I tried to make the missionary-for such he proved to be upon acquaintance-understand that the conditions in that desert country made the spring a valued property, and gave a price to every pitcherful of water.
'What! Are you English?' was his only answer, as he scanned my semi-native garb with pity and disgust. 'And who, pray, is that person with you who was rude to me?'
'His name is Suleyman. He is a friend of mine.'
'A friend, I hardly think,' replied the Frank, fastidiously. He was a big man, with a dark complexion and light eyes. 'I am going to camp here to-night. I have a tent. Perhaps you will be good enough to come and sup with me. Then we can talk.'
'With pleasure,' I made answer, taken by surprise.

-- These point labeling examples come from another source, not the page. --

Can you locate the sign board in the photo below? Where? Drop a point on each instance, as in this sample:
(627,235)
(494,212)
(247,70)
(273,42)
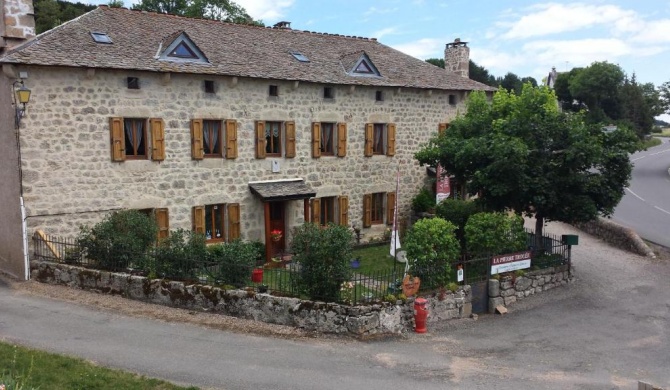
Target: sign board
(510,262)
(442,185)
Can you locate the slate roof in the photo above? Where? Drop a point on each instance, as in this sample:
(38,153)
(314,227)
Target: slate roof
(270,191)
(232,49)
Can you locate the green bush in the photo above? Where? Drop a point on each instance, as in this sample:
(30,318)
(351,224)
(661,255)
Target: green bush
(423,201)
(431,246)
(458,212)
(119,241)
(324,255)
(232,262)
(495,233)
(178,255)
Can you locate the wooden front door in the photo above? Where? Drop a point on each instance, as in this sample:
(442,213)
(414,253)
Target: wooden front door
(277,223)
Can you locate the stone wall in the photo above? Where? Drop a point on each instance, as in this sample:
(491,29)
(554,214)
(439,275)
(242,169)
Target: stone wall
(17,22)
(69,178)
(616,235)
(365,320)
(508,289)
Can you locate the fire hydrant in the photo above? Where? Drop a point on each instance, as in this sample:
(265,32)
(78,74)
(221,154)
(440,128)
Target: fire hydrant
(420,315)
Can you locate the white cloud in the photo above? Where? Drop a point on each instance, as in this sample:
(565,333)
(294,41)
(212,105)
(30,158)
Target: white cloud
(423,48)
(554,18)
(266,10)
(385,31)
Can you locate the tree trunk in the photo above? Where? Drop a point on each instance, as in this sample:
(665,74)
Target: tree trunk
(539,225)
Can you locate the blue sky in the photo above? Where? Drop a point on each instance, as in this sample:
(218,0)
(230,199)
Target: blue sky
(519,36)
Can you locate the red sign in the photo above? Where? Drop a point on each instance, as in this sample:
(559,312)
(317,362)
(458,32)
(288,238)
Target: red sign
(442,186)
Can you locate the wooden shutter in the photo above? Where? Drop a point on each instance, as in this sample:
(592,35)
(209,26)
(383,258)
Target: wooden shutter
(341,139)
(163,222)
(367,210)
(233,221)
(343,204)
(260,139)
(197,143)
(390,207)
(290,139)
(231,139)
(199,219)
(316,211)
(369,136)
(390,139)
(316,139)
(157,139)
(118,139)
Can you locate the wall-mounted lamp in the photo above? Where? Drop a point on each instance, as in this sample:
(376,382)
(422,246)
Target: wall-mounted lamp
(21,97)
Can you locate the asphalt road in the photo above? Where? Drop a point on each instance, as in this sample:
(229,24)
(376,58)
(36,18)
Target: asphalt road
(607,330)
(646,205)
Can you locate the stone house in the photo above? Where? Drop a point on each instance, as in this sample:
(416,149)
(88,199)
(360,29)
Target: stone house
(230,130)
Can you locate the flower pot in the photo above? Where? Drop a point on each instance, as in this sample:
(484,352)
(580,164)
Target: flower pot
(257,275)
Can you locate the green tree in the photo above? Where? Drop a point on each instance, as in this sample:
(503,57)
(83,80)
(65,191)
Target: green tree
(522,153)
(225,10)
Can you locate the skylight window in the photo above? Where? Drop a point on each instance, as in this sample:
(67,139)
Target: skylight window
(299,56)
(182,51)
(101,37)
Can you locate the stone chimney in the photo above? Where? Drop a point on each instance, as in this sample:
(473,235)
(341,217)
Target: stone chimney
(17,23)
(457,58)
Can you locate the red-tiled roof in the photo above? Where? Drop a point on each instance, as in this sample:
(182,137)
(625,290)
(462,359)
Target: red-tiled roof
(232,49)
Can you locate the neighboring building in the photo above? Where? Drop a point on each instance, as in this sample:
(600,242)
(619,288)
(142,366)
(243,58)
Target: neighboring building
(231,130)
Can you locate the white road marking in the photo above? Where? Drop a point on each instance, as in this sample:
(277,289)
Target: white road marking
(634,194)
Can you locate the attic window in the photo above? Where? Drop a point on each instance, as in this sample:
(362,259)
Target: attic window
(299,56)
(101,37)
(182,51)
(180,48)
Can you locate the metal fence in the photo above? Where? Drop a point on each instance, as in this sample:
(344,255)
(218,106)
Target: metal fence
(282,278)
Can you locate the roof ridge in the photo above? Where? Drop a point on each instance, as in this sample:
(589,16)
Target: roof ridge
(107,7)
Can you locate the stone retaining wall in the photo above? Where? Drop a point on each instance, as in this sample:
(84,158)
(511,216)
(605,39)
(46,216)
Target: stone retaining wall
(364,320)
(616,235)
(507,290)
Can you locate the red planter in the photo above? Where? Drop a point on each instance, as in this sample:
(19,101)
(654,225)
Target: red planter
(257,275)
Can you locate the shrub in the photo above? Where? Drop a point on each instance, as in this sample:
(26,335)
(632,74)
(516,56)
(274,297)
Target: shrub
(423,201)
(232,262)
(431,246)
(458,212)
(323,254)
(495,233)
(178,255)
(119,241)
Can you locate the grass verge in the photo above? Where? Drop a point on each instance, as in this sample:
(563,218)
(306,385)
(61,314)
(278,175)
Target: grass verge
(28,369)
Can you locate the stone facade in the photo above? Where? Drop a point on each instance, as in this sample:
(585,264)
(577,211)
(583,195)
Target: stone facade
(457,58)
(365,320)
(16,22)
(507,290)
(70,180)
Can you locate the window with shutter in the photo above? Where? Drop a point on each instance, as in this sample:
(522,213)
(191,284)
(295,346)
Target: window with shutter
(316,211)
(341,139)
(231,139)
(367,210)
(390,207)
(316,139)
(233,221)
(163,222)
(369,137)
(197,141)
(343,208)
(290,139)
(157,139)
(117,139)
(390,138)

'Where is your camp?' he asked.
'We haven't got one. We put up in the guest-room if there is one, or under the stars.'
'Well, there's no accounting for tastes,' he murmured, with a sneer.
Rash?d, through all this conversation, had been standing by, waiting to tell me that Suleyman had gone before into the village to the headman's house, where it had been arranged that we should pass the night. Thither we went, when I had finished speaking to the missionary; and there we found Suleyman enthroned among the village elders in a long, low room. He stood up on my entrance, as did all the others, and explained:
'We have a room near by where we can throw our saddle-bags, but it is verminous, and so we will not sleep inside it, but outside-on the roof. For supper we are the invited guests of the good sheykh, and I can tell you he is getting ready a fine feast.'
With deep regret and some degree of shame I told him of my promise to take supper with the missionary. He looked reproach at me, and told the villagers what I had said. They all cried out in disappointment. Suleyman suggested that I should revoke the promise instantly, but that I would not do, to his annoyance; and after that, till it was time for me to go, he and Rash?d were sulky and withdrew their eyes from me. I knew that they were jealous of the Frank, whom they regarded as an enemy, and feared lest he should turn my mind against them.